Dari bentuk kegiatan di atas saya membuat kesimpulan sementara mengenai apa yang ingin disampaikan melalui acara ini oleh Kecoaktimur; mereka ingin mewadahi seniman meskipun hanya dengan ruangan kecil sederhana yang mereka miliki.
Artist in Residensi Hachinohe : Roots and Rhythms

Bagi yang belum familiar dengan apa yang dimaksud dengan residensi seni, residensi seni adalah sebuah program yang dirancang untuk memberikan kesempatan kepada seniman, penulis, peneliti, atau kreator lainnya untuk mendalami praktik kreatif mereka di lingkungan baru. Seniman tinggal di tempat baru untuk memulai penelitian singkat dari satu sampai tiga bulan, bahkan bisa sampai bertahun-tahun tergantung program yang diikutinya. Mereka memulai aktivitas berkarya, meneliti sampai membuat presentasi akhir di tempat tersebut. Residensi biasanya melibatkan waktu dan tempat tertentu baik di dalam negeri atau pun di luar negeri untuk mengeksplorasi ide, kolaborasi, eksperimen, atau menciptakan karya yang terinspirasi dari konteks lokal, budaya, atau komunitas setempat.
Pada kesempatan residensi kali ini, Gilang diundang secara langsung oleh AIR-Hachinohe yang berdiri sejak 2017. AIR-H memiliki sebuah program residensi port to port di Kota Hachinohe. Selama program berlangsung, mereka mengundang seniman dari Asia Tenggara dan kebanyakan berasal dari Filipina. Kali ini, untuk pertama kalinya mereka mengundang seniman dari Indonesia. AIR-H memiliki sebuah organisasi proyek seni yang di buat oleh seniman dan profesor yang mengajar di salah satu perguruan tinggi di Kota Hachinohe, yaitu Higashikata Yuhei.

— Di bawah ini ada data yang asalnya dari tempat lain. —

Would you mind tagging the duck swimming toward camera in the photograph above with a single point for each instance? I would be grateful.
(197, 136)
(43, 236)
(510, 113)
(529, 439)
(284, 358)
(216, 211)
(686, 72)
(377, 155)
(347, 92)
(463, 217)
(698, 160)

“Dalam konteks seni rupa, residensi juga sering memberikan ruang bebas pada seniman tanpa tekanan hasil akhir, sehingga seniman dapat mengeksplorasi medium baru, memperdalam penelitian atau menciptakan karya yang berbasis konteks lokal dan bermakna. Selain itu juga residensi sering kali menjadi platform untuk berjejaring dengan seniman, kurator, komunitas dan juga mempelajari budaya baru untuk membangun pemahaman lintas budaya”, ujar Gilang.
“Roots and Rhythms” adalah tajuk yang dipilih oleh Gilang sebagai seniman dan Yuhei sebagai fasilitator. Residensi ini sudah dibicarakan sejak bulan Mei 2024. Setelah pengamatan yang dilakukan oleh Yuhei, ia membaca bahwasannya Gilang adalah seniman yang karyanya berjalan pada narasi sejarah dan tradisi. Empat sampai lima tahun belakangan ini, karya-karya Gilang memang memiliki muatan sejarah. Pameran terakhirnya tampil di pameran “NAWASENA” yang di selenggarakan di Rumah Budaya Sidoarjo.
Mengutip tulisan Afrizal Malna di borobudurwriters.id, ”Karya Gilang memantulkan tema kehancuran situs-situs sejarah melalui instalasinya ‘Meratap di Antara Tanah: Elegi atas Kehancuran’. Bahwa setiap saat situs-situs sejarah bisa hancur karena berbagai sebab. Bagaimana generasi masa depan menghadapi sejarah dengan kemungkinan terjadinya kehancuran situs-situs masa lalu? Instalasi ini menggunakan banyak material maupun medium. Berisi peti-peti, sebagian berlaci yang di dalamnya terdapat potongan patung kepala dalam tipologi stereotip sosok arca, wajah Budha, sosok kepala ulama yang sebagian tertimbun debu. Dalam instalasi ini juga terdapat beberapa lukisan berukuran kecil, dan sebuah lukisan kaca yang menampilkan layar lain di belakangnya. Instalasinya merepresentasi museum sebagai dokumentasi kehancuran dengan taburan debu sebagai representasi materialnya”.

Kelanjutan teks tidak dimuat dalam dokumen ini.